WLCG Operations Coordination Minutes - 22nd November 2012

Agenda

Attendance

  • Local: Andrea Sciabà (secretary), Maria Girone, Giuseppe Bagliesi, Jerome Belleman, Maria Dimou, Ikuo Ueda, Ian Fisk, Simone Campana, Andrea Valassi, Alessandro Di Girolamo, Felix Lee, Wei-Jen, Massimo Lamanna, Maite Barroso, Nicolò Magini, Stefan Roiser
  • Remote: Gonzalo Merino (chair), Stephen Burke, Andreas Petzold, Ulf Tigerstedt, Daniele Bonacorsi, Jeremy Coles, Di Qing, Michel Jouvin, Ron Trompert, Ian Collier, Massimo Sgaravatto, Oliver Keeble

Task Force reports

CVMFS (Stefan)

Progress since last meeting

  • 96 sites targeted by this task force
  • 18 sites have deployed CVMFS
    • +3 sites since last meeting (WEIZMANN-LCG2, CIEMAT-LCG2, EELA-UTFSM)
  • 9 sites have set deployment target for Nov
  • 12 sites have set deployment target for end 2012
  • 41 sites have not provided information about deployment plans or obstacles (another reminder sent this week)

Maria G. proposes to use the GDB slot to push other sites to deploy or at least announce their plans. Michel agrees but he does not expect it to be very efficient. It would be useful to make the list of missing sites by country.

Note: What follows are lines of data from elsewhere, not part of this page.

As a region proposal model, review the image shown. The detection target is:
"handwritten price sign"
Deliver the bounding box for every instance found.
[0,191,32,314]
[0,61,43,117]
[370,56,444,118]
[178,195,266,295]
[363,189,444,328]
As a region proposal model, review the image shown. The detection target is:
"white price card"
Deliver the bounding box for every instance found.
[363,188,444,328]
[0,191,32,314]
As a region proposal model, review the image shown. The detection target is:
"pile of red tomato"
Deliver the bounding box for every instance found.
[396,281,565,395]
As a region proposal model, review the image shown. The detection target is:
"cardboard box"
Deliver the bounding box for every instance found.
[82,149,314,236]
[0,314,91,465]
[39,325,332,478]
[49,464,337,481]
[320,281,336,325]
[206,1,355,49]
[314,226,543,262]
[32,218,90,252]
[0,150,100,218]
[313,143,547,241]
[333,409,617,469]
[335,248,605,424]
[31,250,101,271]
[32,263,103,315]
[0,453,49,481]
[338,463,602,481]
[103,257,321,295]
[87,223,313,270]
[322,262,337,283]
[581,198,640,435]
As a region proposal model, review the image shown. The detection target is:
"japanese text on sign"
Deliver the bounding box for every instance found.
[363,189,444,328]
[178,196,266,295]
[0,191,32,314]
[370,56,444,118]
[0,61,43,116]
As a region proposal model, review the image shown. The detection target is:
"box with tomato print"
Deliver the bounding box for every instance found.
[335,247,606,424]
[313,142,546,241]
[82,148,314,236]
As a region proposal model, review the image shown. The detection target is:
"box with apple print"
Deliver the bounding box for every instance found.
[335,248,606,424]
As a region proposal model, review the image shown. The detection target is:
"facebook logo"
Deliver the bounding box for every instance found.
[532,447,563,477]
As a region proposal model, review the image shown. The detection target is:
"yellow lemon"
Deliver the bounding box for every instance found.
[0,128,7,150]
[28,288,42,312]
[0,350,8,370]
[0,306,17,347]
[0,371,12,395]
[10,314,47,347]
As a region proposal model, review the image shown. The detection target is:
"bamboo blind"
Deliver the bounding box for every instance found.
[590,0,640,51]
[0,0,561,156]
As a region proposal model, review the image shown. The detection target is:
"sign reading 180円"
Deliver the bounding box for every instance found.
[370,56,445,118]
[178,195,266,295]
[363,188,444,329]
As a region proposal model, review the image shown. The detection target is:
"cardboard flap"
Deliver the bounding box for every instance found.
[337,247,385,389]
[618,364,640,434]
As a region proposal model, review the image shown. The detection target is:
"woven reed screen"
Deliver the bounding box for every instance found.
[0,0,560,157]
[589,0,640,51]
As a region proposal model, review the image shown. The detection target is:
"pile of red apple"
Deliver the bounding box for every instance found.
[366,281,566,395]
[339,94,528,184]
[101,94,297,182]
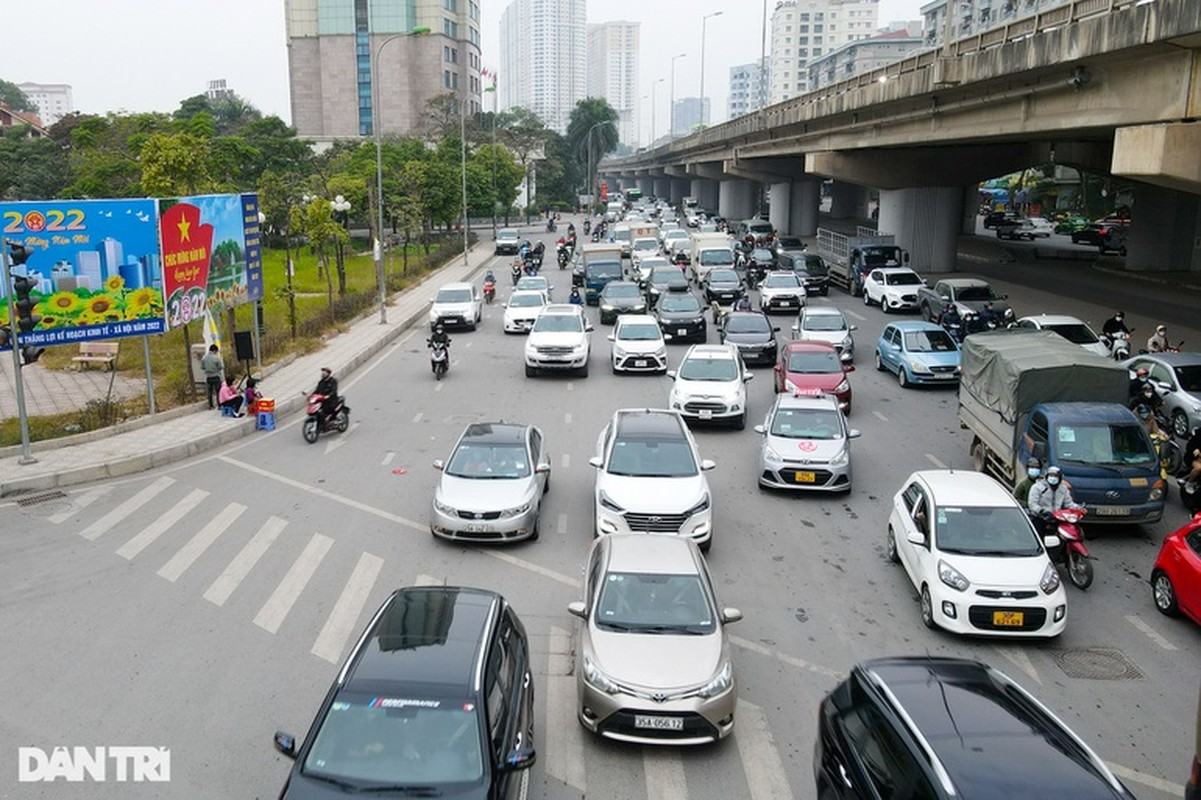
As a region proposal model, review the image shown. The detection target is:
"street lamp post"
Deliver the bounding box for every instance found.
[650,77,664,147]
[330,194,351,296]
[669,53,686,141]
[699,11,723,132]
[459,92,469,269]
[640,94,648,148]
[373,27,429,326]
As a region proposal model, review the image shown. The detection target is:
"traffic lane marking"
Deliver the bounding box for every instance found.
[1107,761,1183,796]
[925,453,947,468]
[78,476,174,541]
[843,308,866,321]
[872,410,889,422]
[311,552,384,663]
[253,532,333,634]
[204,516,288,607]
[735,700,796,800]
[1125,614,1177,651]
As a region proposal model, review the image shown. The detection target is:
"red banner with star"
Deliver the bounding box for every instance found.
[159,201,215,329]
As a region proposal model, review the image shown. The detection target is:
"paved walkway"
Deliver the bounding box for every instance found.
[0,234,511,496]
[0,358,144,419]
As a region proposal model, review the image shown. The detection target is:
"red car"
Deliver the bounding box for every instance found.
[1151,512,1201,626]
[773,341,854,412]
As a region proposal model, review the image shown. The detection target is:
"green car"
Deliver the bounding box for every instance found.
[1054,216,1088,234]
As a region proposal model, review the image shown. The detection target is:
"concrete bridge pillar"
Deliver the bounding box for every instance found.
[877,186,964,274]
[1124,183,1201,271]
[829,182,869,220]
[768,183,791,233]
[691,179,719,210]
[790,178,822,236]
[637,176,653,196]
[669,179,688,205]
[653,177,671,200]
[719,179,756,221]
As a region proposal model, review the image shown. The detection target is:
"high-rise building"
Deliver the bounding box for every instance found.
[672,97,710,137]
[498,0,587,134]
[586,21,639,146]
[728,59,770,119]
[285,0,481,141]
[16,82,73,126]
[769,0,880,103]
[808,25,923,90]
[920,0,1068,48]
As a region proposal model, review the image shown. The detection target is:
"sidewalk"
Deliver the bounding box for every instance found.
[0,237,502,497]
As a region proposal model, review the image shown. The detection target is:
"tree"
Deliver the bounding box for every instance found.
[139,131,214,196]
[423,93,464,142]
[65,113,174,198]
[566,98,619,199]
[0,127,69,200]
[0,79,36,113]
[498,107,550,222]
[470,143,524,219]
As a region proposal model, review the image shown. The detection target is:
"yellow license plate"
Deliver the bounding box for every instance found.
[1128,477,1148,487]
[793,471,816,483]
[993,611,1024,627]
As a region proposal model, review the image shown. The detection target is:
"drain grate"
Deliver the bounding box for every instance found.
[1051,647,1143,680]
[16,490,67,507]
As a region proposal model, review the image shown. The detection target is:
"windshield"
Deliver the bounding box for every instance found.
[934,507,1041,556]
[787,350,841,373]
[607,437,698,477]
[763,274,800,289]
[903,330,957,353]
[594,572,714,634]
[862,251,901,268]
[586,261,623,279]
[446,442,531,478]
[1046,323,1099,345]
[633,239,657,250]
[303,694,483,786]
[802,314,847,332]
[651,268,685,285]
[435,288,472,303]
[751,250,774,262]
[747,222,773,234]
[679,356,740,381]
[516,277,547,290]
[659,294,701,313]
[640,258,669,271]
[885,272,922,286]
[618,323,661,341]
[777,237,804,249]
[613,229,631,242]
[699,250,734,266]
[603,284,641,299]
[725,315,770,334]
[708,270,739,284]
[508,294,544,308]
[497,230,518,241]
[532,314,583,334]
[1054,423,1155,466]
[770,407,843,439]
[954,285,997,302]
[1175,365,1201,392]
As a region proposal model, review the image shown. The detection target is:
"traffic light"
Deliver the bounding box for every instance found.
[12,274,40,333]
[21,345,44,365]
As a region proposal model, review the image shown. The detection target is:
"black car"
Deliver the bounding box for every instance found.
[274,586,536,799]
[645,265,690,308]
[598,280,648,324]
[719,311,779,366]
[773,235,805,256]
[1072,222,1128,254]
[815,657,1136,800]
[703,268,745,305]
[778,251,829,296]
[655,292,707,343]
[982,210,1020,229]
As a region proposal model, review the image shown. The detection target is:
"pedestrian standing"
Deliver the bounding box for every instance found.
[201,344,224,409]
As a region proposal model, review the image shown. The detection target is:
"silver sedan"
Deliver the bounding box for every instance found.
[755,392,860,492]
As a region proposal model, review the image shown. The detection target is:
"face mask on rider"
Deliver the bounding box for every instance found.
[1027,468,1040,479]
[1046,476,1060,487]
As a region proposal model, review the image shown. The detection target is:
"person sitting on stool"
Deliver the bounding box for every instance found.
[218,376,245,417]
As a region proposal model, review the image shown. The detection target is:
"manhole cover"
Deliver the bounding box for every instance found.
[1051,647,1143,680]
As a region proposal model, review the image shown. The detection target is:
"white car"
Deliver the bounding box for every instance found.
[515,274,554,301]
[502,290,548,334]
[428,282,482,330]
[590,409,715,551]
[607,314,667,374]
[757,271,807,314]
[863,267,925,313]
[886,470,1067,638]
[1016,314,1109,357]
[524,304,593,378]
[632,255,669,285]
[668,344,752,429]
[630,237,660,265]
[792,306,857,362]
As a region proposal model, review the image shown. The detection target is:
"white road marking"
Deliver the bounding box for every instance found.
[557,513,568,535]
[564,412,573,424]
[414,574,441,586]
[843,308,866,321]
[79,477,174,541]
[561,453,571,468]
[1125,614,1177,651]
[157,502,247,582]
[204,516,288,607]
[485,550,580,588]
[729,634,843,678]
[381,451,395,466]
[545,626,586,792]
[254,533,334,634]
[993,645,1041,684]
[735,700,796,800]
[311,552,384,663]
[48,487,108,525]
[463,341,472,348]
[435,382,444,393]
[116,489,209,560]
[643,748,687,800]
[1107,762,1183,795]
[324,421,356,455]
[412,412,424,423]
[925,453,947,468]
[872,410,889,422]
[567,382,575,391]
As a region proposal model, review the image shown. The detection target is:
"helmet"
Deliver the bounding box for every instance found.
[1135,404,1151,419]
[1046,465,1063,478]
[1136,367,1149,378]
[1026,457,1042,469]
[435,324,444,334]
[1156,324,1167,333]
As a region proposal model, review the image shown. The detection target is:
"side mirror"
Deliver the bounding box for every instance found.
[585,323,595,332]
[606,334,615,342]
[588,456,603,468]
[503,747,537,771]
[700,459,716,471]
[535,462,550,474]
[848,429,861,439]
[906,531,927,547]
[844,364,856,372]
[567,600,586,618]
[432,459,444,471]
[1043,535,1061,549]
[744,373,754,382]
[753,425,767,435]
[721,607,743,624]
[663,332,674,341]
[850,325,858,331]
[791,324,800,334]
[273,731,297,760]
[772,327,780,333]
[666,370,677,379]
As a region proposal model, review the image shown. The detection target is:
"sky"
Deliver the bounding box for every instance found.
[1,0,925,133]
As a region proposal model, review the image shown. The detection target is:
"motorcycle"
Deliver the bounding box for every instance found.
[1046,507,1093,590]
[1151,429,1182,493]
[302,393,350,444]
[429,340,449,380]
[558,249,569,269]
[547,218,556,232]
[511,263,522,286]
[583,219,591,236]
[483,279,496,304]
[942,320,964,345]
[1102,330,1131,360]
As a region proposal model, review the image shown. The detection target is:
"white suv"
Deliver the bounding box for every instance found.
[524,304,593,378]
[607,314,667,374]
[590,409,715,551]
[668,344,752,429]
[428,282,482,330]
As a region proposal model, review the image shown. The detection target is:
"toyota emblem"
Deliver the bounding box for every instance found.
[1105,490,1121,499]
[652,692,668,703]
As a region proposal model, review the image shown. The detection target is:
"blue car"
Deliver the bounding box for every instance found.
[875,321,961,387]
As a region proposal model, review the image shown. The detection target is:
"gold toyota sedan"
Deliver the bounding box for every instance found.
[567,533,741,745]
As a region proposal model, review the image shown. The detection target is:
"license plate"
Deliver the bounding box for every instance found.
[778,301,793,307]
[634,715,683,731]
[677,328,688,336]
[1095,506,1130,516]
[793,471,816,483]
[699,409,713,420]
[634,359,647,367]
[464,524,493,533]
[992,611,1024,627]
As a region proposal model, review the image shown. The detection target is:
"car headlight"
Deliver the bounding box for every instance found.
[830,447,849,467]
[834,379,850,393]
[697,661,733,698]
[1149,485,1163,502]
[582,655,620,694]
[938,559,970,592]
[909,359,932,374]
[601,304,614,311]
[599,490,625,513]
[500,501,531,518]
[763,444,783,464]
[684,493,711,517]
[573,342,588,354]
[1040,562,1061,595]
[783,378,799,393]
[613,346,627,358]
[434,498,456,515]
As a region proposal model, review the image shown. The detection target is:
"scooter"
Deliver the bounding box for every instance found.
[546,218,556,233]
[483,279,496,304]
[511,263,522,287]
[429,340,449,380]
[302,394,350,443]
[558,249,569,269]
[1101,330,1132,360]
[1046,507,1093,590]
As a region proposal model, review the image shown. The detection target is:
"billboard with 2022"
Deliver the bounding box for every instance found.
[0,194,261,347]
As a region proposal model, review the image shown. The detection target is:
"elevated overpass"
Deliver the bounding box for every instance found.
[600,0,1201,272]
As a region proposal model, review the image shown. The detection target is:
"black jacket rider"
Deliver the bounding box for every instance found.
[315,372,339,418]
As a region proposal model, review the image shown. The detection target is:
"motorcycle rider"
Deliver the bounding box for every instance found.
[1102,311,1131,336]
[1129,380,1163,417]
[583,218,591,236]
[1027,465,1082,535]
[1013,457,1042,507]
[1134,403,1165,440]
[1147,324,1169,353]
[962,310,985,337]
[939,303,962,334]
[568,287,584,305]
[313,367,339,422]
[978,301,1000,329]
[1180,424,1201,494]
[510,259,522,286]
[733,295,752,312]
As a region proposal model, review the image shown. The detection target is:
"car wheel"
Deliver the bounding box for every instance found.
[863,291,872,307]
[1172,409,1191,439]
[972,440,987,473]
[735,411,746,431]
[875,351,886,372]
[920,303,931,322]
[1152,570,1178,616]
[579,361,589,378]
[898,368,909,388]
[920,584,937,630]
[886,526,900,563]
[529,517,540,541]
[525,364,537,378]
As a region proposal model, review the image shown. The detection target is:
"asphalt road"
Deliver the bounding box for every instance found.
[1,227,1198,799]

Ian C. asks if sites were contacted my email. Stefan confirms, and he thinks that it is preferrable to opening 40 tickets. Sites can answer either via email or directly editing the twiki.

gLExec (Maarten)

  • On Nov 5 the "ops" gLExec test has been added to the EGI ROC_OPERATORS profile so that failures may raise alarms in the EGI operations dashboard (GGUS:88095).
  • The idea is for EGI ROD teams to try and get the relevant sites in their regions to reach 75% availability as a first goal; this effort may start in Dec (GGUS:86372), but it might end up delayed to the beginning of 2013.

Gonzalo asks what is the situation about the VO tests. Ian F. explains that in CMS the pilot infrastructure supports gLExec and the only missing thing is to make the CMS SAM test critical. Maarten adds that some CMS (and other) Tier-2 sites are in good shape, but this is not the case for WLCG overall. It is hoped that EGI can help on this, as passing the ops test should already solve the major hurdles.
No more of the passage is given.